Sinn und Arbeit Teil 2

Jetzt wäre es einfach für den Arbeiter (oder den Friseur) nicht erst nach einem weiteren Sinn seiner Lohnarbeit zu suchen. Die Begründung, sie würde ihn und seine Familie ernähren, ist ja für ihn ausreichend.

Der Arbeiter, bleiben wir bei dem einfachen Begriff „Arbeiter“, verbringt in der Regel fünf mal die Woche mindestens 8 Stunden des Tages mit seiner Lohnarbeit. Einen großen Teil des Restes des Tages und des Wochenendes und des Urlaubes verbringt er damit, sich von den Anstrengungen seiner Lohnarbeit zu erholen. Erst dann und soweit kommt er nur, wenn sein Arbeitsherr ein nachlässiger oder gnädiger als andere ist, schafft es der Arbeiter etwas außerhalb der Notwendigkeit des Kreises der Lohnarbeit zu tun. Er kann sich um Kinder und Frau kümmern, in einem Verein tätig sein, schöpferisch werden in der Landschaftsmalerei.

Für den marokkanischen Landarbeiter im spanischen Andalusien oder die Näherin in Bangladesch stellt sich die Frage nach der unausgefüllten Freizeit allerdings gar nicht. Nach 12 und mehr Stunden und dem überaus kargen Lohn bleiben die Freizeitaktivitäten sehr beschränkt, beschränkt auf Familie und Wiederherstellung der Arbeitskraft.

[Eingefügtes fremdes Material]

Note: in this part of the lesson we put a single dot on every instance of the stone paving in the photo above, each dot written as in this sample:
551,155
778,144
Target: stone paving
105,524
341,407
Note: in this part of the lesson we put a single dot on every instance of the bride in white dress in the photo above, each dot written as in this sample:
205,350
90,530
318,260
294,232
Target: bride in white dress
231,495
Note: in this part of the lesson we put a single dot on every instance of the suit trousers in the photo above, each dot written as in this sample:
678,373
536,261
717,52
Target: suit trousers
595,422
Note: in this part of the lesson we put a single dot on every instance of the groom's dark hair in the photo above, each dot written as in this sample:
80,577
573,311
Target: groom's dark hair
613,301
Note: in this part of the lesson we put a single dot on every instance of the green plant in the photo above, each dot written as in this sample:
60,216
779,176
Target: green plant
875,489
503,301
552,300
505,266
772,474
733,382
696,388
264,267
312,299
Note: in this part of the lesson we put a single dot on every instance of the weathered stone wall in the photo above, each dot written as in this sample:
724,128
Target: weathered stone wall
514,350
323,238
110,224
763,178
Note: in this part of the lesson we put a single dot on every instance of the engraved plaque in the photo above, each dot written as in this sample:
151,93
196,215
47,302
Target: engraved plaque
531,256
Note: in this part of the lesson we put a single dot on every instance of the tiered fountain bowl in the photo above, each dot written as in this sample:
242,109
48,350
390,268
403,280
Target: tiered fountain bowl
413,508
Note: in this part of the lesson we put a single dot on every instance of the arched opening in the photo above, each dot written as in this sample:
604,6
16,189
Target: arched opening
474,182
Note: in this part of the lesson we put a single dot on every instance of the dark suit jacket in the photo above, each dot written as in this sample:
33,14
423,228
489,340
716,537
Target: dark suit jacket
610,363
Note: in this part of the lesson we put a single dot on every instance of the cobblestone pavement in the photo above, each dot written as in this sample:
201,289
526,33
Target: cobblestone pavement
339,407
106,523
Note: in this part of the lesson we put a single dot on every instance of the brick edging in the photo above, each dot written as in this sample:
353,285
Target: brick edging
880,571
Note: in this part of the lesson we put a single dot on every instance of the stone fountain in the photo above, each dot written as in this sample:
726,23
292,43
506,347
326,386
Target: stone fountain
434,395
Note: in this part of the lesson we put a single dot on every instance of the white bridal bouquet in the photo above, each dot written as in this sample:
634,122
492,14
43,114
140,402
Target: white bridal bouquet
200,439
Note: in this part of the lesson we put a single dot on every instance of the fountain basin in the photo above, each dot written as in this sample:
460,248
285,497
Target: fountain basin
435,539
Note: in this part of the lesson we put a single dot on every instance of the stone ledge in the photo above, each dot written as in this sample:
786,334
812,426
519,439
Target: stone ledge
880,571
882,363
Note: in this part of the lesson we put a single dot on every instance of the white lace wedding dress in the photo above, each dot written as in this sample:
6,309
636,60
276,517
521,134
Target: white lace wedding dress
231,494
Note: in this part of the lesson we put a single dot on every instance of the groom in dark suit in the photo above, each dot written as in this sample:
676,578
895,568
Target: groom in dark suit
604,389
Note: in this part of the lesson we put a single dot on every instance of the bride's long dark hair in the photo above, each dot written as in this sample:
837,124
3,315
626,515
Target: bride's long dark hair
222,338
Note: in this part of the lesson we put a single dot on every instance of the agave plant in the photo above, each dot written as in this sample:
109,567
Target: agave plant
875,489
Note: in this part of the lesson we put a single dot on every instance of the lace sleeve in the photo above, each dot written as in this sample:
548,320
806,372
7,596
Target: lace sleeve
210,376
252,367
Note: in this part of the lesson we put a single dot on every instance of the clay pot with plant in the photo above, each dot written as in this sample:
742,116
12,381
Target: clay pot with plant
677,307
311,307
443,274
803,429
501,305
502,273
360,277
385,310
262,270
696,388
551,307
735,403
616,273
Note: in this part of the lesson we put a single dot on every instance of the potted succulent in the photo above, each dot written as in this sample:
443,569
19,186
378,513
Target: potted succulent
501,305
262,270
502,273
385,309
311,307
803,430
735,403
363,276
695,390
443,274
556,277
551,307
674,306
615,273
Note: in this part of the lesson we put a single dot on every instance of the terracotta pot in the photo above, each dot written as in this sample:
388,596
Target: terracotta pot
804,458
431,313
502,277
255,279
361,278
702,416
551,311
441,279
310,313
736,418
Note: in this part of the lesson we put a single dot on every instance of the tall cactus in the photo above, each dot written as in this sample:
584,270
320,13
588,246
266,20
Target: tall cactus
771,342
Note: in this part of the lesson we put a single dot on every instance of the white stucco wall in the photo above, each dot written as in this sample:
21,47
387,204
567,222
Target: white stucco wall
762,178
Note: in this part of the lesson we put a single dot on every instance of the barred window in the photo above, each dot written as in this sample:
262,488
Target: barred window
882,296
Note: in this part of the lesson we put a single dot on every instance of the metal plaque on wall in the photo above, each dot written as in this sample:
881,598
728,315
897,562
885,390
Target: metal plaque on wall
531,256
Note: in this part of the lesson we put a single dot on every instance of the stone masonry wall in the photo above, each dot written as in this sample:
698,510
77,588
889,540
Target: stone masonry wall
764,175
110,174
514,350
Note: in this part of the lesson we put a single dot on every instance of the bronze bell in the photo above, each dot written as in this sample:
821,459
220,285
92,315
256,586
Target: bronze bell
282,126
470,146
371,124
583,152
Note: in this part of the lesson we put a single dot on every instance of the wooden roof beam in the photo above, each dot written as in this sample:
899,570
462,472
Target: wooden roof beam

Wenn also der Arbeiter (oder Friseur) zu dem Schluss kommt, dass es sein Leben voll ausfüllt, wenn er sein Leben hauptsächlich mit der notwendigen Lohnarbeit verbringt, um zu Tauschmittel in Form von Geld zu gelangen, dann benötigt er keine weitere Begründung für sein tägliches Werk. Es ist für ihn die einzige Möglichkeit an das Tauschmittel heranzukommen. Also wird er die Lohnarbeit tun. Als Friseur, als Bandarbeiter oder als Arzt.

Bekäme der Mensch eine andere Möglichkeit, zum Beispiel über das im Augenblick viel diskutierte „bedingungslose Grundeinkommen“, so würde für diesen Menschen die Notwendigkeit der Lohnarbeit entfallen. Wo keine Notwendigkeit ist, da ist auch kein Sinn.

Welchen Sinn also hat die Arbeit eines Straßenkehrers oder Bandarbeiters?

Einen für den Einzelnen zunächst nicht unmittelbar erkennbaren, aber doch so offensichtlichen: Der Straßenkehrer kehr die Straße, der Bandarbeiter baut Autos, der Erntehelfer erntet Spargel und Erdbeeren!

Das was der Arbeiter in Lohnarbeit herstellte, bekommt einen Sinn, sobald sein Werk ihn verlässt. Für den Rest der Menschheit ist die Arbeit, die der Einzelne im Schweiß getan hat, durchaus sinnvoll. Nicht das einzelne hergestellte Auto, das ungenutzt im Autohaus herumstehet, aber die anderen Millionen, die genutzt werden, die benötigt Materialien und Lebensmittel transportieren, die sind notwendig und sinnvoll.

Und das, so ist es überall zu beobachten, erfüllt wieder den Einzelnen mit Stolz und Befriedigung. Der Bandarbeiter, beim Einkaufsbummel, stellt befriedigt fest, dass die Autos, an denen er mitgearbeitet hat, auf der Straße herumfahren und die Leute genau diese Autos benötigen und sich an ihrer Existenz erfreuen. Diese Erkenntnis lässt dem Bandarbeiter die Brust schwellen. Für seine Mitmenschen, auch wenn sie ihn nicht kennen und ihm so nicht auf der Straße dankend in die Arme fallen, hat seine Arbeit einen Sinn. Es entstehen Produkte, die die Menschen brauchen. Autos und Brot, Handgranaten und Suppenkellen, iPhones und Babyschnuller werden gefertigt. Die Alten werden älter, dank Medizin und Pflege.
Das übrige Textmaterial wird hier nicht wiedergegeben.